Submission Requirements (2) • Test data and expected match compared with SQL generated match values. Test each of the result situations i.e all identical, partly identical and no identical at all. Give your designed sequences and list the expected distances and your results from Oracle. • You have to prove your improvement in performance by means of test output including debug information • You can make virtual DNA sequences for test your code. The DNA sequence has to consist of only A, C, G and T, and its length should be less than 30 except the provided SRY • Explanation / justification of your approach with references to the SQL script and including sample output at various stages. • Critical justification for your approach (not more than 4 pages exclude your code)

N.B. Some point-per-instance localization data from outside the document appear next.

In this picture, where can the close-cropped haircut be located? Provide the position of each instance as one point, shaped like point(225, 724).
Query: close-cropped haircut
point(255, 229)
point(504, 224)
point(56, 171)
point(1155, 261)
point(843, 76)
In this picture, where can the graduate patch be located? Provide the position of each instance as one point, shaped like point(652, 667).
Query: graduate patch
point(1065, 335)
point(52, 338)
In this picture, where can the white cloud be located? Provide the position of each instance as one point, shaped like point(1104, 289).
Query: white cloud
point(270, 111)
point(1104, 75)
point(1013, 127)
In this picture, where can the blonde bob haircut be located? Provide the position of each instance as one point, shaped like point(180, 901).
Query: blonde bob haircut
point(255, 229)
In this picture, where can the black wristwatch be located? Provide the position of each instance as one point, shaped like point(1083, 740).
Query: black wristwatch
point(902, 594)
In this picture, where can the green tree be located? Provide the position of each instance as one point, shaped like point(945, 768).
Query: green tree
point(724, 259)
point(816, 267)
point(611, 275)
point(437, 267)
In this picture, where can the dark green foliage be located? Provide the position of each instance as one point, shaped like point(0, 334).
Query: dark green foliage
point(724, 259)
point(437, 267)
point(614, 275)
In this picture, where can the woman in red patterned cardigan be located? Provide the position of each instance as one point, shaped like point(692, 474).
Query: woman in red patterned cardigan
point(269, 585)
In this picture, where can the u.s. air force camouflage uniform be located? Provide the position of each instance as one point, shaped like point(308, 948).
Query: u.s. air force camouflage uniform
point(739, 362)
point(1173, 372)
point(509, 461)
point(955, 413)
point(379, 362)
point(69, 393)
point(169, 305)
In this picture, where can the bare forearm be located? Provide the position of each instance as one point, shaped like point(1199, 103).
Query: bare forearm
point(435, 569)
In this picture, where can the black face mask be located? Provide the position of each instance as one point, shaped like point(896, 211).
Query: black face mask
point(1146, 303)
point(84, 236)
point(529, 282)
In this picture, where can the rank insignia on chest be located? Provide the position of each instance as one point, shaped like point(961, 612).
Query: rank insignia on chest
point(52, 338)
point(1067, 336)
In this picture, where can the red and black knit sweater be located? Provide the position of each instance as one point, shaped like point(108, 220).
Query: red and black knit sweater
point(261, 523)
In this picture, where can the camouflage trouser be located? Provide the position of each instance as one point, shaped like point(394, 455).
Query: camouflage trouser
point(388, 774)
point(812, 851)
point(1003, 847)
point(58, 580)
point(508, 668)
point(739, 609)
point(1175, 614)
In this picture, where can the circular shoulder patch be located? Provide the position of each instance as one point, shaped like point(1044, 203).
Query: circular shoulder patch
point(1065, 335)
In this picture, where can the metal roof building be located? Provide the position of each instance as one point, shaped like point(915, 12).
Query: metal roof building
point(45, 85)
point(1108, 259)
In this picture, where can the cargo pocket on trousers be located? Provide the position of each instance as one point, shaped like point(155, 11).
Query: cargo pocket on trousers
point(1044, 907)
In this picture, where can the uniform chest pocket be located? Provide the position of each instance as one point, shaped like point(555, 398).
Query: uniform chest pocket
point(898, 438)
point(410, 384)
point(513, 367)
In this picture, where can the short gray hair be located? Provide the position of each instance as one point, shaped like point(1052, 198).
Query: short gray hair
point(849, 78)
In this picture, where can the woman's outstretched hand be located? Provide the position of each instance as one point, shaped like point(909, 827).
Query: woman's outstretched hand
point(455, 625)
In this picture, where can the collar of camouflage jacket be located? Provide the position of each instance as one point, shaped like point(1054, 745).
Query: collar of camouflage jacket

Submission Requirements (2) • Remember that you must work on your own and not as a group. It will be expected that the script submitted is substantially different from others received. • The SRY DNA sequence must be included into your test data • The match pattern does not necessarily include those extra characters in the longer sequence
Coursework Assistance • Send question via email to tutor including within the body of the message if necessary extracts from your script. If required attach your complete script as a text file. • You will be expected to have tried to solve the problem yourself. Describe your attempts. • Do not just ask how to do the coursework!
Submission Date • Friday 5th November 2004 • Hand in before 4 pm. • Complete and sign the assignment form and include with your coursework documents and disk.